I've come across some existing wiring in my home and I wonder if it needs to be changed.

In my basement, there is a 4" box with a 20a GFCI receptacle. A conduit runs into this box. The conduit contains 2 #12 wires (hot & neutral) for circuit 3, which is a 20a circuit. The receptacle is connected to this circuit.

Also running in the same conduit is 1 #14 wire (hot) for circuit 4, a 15a circuit. This circuit is just passing through and exits the box through another conduit. However, this circuit's #14 neutral comes back into the box through this conduit and connects to circuit 3's 20a neutral. Specifically, circuit 4's neutral, circuit 3's neutral, and a pigtail #12 are wire nutted together, with the pigtail connecting to the GFCI.

So 15a circuit 4 is sharing 20a circuit 3's neutral. Is this a problem and should a new #14 neutral for circuit 4 be run from the panel into the box in the incoming conduit, and connected to the circuit 4 neutral which runs back into the box from the second conduit?

2 Answers 2


That's fine, but you'll need to apply a factory handle-tie to those two breakers. When someone shuts them off, they must shut off together for safety reasons.

The handle-tie also assures they are phased correctly (on opposite phases), which they must be to avoid overloading neutral.

This type of arrangement is called a multi-wire branch circuit or MWBC. There's nothing wrong with it, and nothing wrong with asymmetrical ampacity as long as the neutral is sized for the higher ampacity. MWBCs have fallen out of favor because of the rise in AFCI and GFCI applications, which they don't always play well with.

  • I know what you mean by breakers that are tied together, I've seen that before. But how do you tell which phase (leg?) a breaker is on? Or, is it such that because the handle-tie connects 2 breakers that are side-by-side, it is guaranteed that any breaker above or below another will be on opposite phases? That is, top to bottom in the panel, every other breaker is on the same phase?
    – Darryl
    May 8, 2020 at 3:57
  • @Darryl Not alternating breakers. Alternating spaces. It's possible to get duplex/twin double-stuff breakers that put 2 breakers in 1 space, and things get confusing fast, and that's where people blow it with MWBCs. If you're using a factory-supplied handle tie by the maker of the breaker, it will generally force the breakers into the proper position so the two tied breakers are in alternating spaces which means alternating phases. Beyond that you don't really care which phase is which. Though it's obvious if you look at the bus stabs. May 8, 2020 at 5:26
  • Aha got it, thanks. In my case, the two breakers in question (circuit 3 & 4) are unfortunately from differing manufacturers and the switches (handles) don't align and are of differing form factors as well. So I will need to replace both with breakers of the same brand and get that manufacturer's handle-tie as well.
    – Darryl
    May 8, 2020 at 6:22
  • @Darryl Holy smoke, yeah, get rid of all those alien breakers! All breakers in your panel must be either from the panel's maker or successor... or UL-Classified for your panel (which basically means Eaton CL). CL is not BR; BR go in nothing but BRyant->Cutler->Eaton panels. May 8, 2020 at 6:29

To add onto Harper’s answer: the only reason this would be safe and legal is if these two circuits are on opposite legs and the breakers are handle tied.

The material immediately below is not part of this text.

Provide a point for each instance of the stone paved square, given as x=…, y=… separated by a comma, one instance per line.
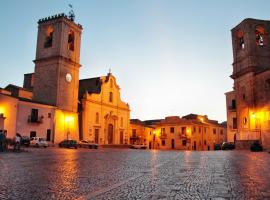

If these are on the same leg, the neutral is overloaded (potentially 35 amps on a 20 amp rated wire). This is very bad!

Also, do not tie in the neutrals for other circuits. This would result in the total current being shared between multiple wires. If one of these connections were to fail, instead of one circuit not working, the shared current could again overload the remaining neutral(s).

Finally, if you are using GFCI breakers, you can never interconnect neutrals or the breakers will trip. To share a neutral on opposite leg circuits (Multi-Wire Branch Circuit), you must use a 240 volt (dual) GFCI breaker.